Bien qu'il puisse être considéré comme une sous-catégorie du film d'action, le film d'arts martiaux ou de kung-fu possède son identité, avec ses caractéristiques. Caractéristiques qui ont pu devenir caricaturales avec le succès du genre dans les années 1970.
Mais peu de personnes se sont essayées à le parodier. Alors que le film catastrophe y a eu droit, de même que pour le film d'horreur, le film d'espionnage (Austin Powers), les films de black-exploitation, et tant d'autres genres et sous-genres moqués et détournés. A ma connaissance, seul John Landis s'y est essayé dans Hamburger film sandwich, parmi d'autres sketchs parodiant toute une gamme large du cinéma. C'était en 1977. Il doit y en avoir d'autres, mais ils se cachent, les vils peureux.
En 2002, crevant l'écran, Kung Pow vient corriger l'injustice à grands coups de taloches. Et avec quel panache ! Car le film reprend les images de Tigre indomptable, un film d'action hong-kongais de 1976 mais en incorporant de nouveaux acteurs, de nouveaux doublages, de nouveaux bruitages. De nouvelles scènes ont même été tournées aussi pour s'ajouter à joyeux foutoir parodique.
Le film rappelle la démarche de Woody Allen dans Lily la tigresse en 1966, en détournant complètement un film d’espionnage japonais. Kung-Fu Pow y ajoute les effets spéciaux du vingt-et-unième siècle.
L'histoire est d'ailleurs presque le résumé de tant de films d'arts martiaux de cette époque. L’Élu veut venger la mort de sa famille. Heureusement pour lui, il maîtrise le kung-fu depuis son plus jeune âge.
Dans la grande liste des points à parodier du cinéma de kung-fu, Kung Pow n'oublie rien, en premier lieu ses scénarios souvent indigents. Mais aussi les cascades improbables, les petits cris insupportables, les doublages en décalage, les plans de caméra à donner le vomi, les faux raccords et autres problèmes de réalisation. Et, visiblement, il y avait déjà de la matière sur Tigre indomptable.
Mais il le fait aussi en y ajoutant sa propre patte. C'est parodié avec un certain sens de l'absurde. En y incorporant des petits détails sur les images d'époque. En détournant avec merveille les dialogues par rapport à ce qui est montré. Et avec des nouvelles scènes.
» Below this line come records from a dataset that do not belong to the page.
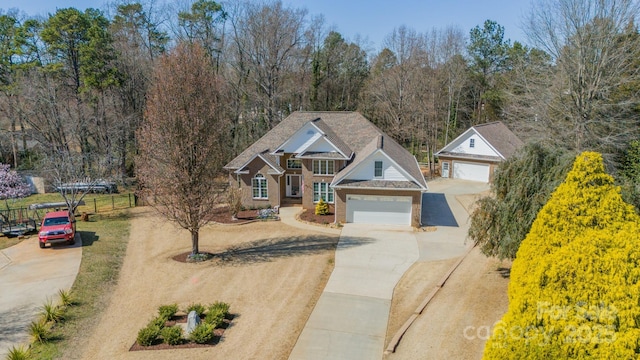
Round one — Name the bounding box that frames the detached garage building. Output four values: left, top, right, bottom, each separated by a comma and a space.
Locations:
435, 121, 523, 182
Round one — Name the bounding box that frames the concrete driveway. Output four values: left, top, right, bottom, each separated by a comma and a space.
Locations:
0, 233, 82, 359
289, 224, 418, 360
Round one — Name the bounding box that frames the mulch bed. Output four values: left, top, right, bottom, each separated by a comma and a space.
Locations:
129, 314, 235, 351
300, 210, 336, 225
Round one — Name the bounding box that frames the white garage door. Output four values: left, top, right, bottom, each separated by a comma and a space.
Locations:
347, 195, 411, 225
453, 162, 489, 182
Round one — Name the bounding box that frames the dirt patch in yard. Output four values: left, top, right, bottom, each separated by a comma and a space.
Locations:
77, 212, 338, 360
385, 248, 511, 360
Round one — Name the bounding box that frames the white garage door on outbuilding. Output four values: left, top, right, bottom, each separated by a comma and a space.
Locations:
453, 161, 489, 182
347, 195, 411, 226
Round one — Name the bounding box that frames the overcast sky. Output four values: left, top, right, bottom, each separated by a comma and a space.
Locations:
0, 0, 530, 49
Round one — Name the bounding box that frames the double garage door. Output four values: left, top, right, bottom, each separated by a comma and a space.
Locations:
347, 195, 411, 225
453, 161, 489, 182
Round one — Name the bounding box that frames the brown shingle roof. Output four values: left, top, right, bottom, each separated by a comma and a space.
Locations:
473, 121, 523, 159
225, 111, 427, 189
311, 118, 353, 159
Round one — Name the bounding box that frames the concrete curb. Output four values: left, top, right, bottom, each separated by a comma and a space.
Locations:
384, 246, 475, 354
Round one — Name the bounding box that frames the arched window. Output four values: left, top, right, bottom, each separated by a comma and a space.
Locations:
251, 174, 269, 199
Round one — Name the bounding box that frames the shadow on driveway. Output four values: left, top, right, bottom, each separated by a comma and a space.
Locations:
422, 193, 459, 227
215, 235, 373, 265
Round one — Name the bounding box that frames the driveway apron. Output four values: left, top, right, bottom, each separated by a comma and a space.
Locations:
289, 224, 418, 360
0, 233, 82, 359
Hélas, le film est moins convaincant quand il ne se sert plus du film original. Certaines scènes s'éternisent, comme le tabassage à bâtons ou le combat contre la vache.
Les incrustations sur la pellicule sont assez bluffantes, comme celle du remplacement du personnage principal par Steve Oederkek. On remarque l'ajout ou la modification numérique de temps en temps mais dans l'ensemble, c'est assez bien fait. Alors que nous sommes en 2002. Mais d'autres effets spéciaux ont mal vieilli, surtout ceux en images de synthèse, comme la vache, assez embarrassante.
On pourrait aussi reprocher au film d'aller parfois trop loin dans l'absurde, surtout dans les scènes ajoutées, alors que tous ses gags parodiques fonctionnent bien mieux.
Mais c'est dans l'ensemble une assez belle réussite, que l'on doit à Steve Oedekerk. Acteur principal, producteur, réalisateur du film. Un grand monsieur de la comédie américaine, surtout connu pour Ace Ventura en Afrique, Le Docteur Foldingue, Jimmy Neutron ou Bruce tout puissant, avec des implications différentes sur ces projets. Et quelques comédies moins connues mais fort appréciées selon interweb qu'il va falloir découvrir.
Il manque une certaine constance dans l'humour pour que Kung Pow soit une grande comédie, qui ne connaît pas de demi-mesure. Il aurait parfois gagné à ne pas ajouter du contenu à l'oeuvre originale, c'est son détournement et la parodie du genre qu'il crée ainsi qui est la partie la plus réussie du film. Mais cela se joue à peu, et permet à Kung Pow de se classer dans les bonnes curiosités du cinéma comique américain.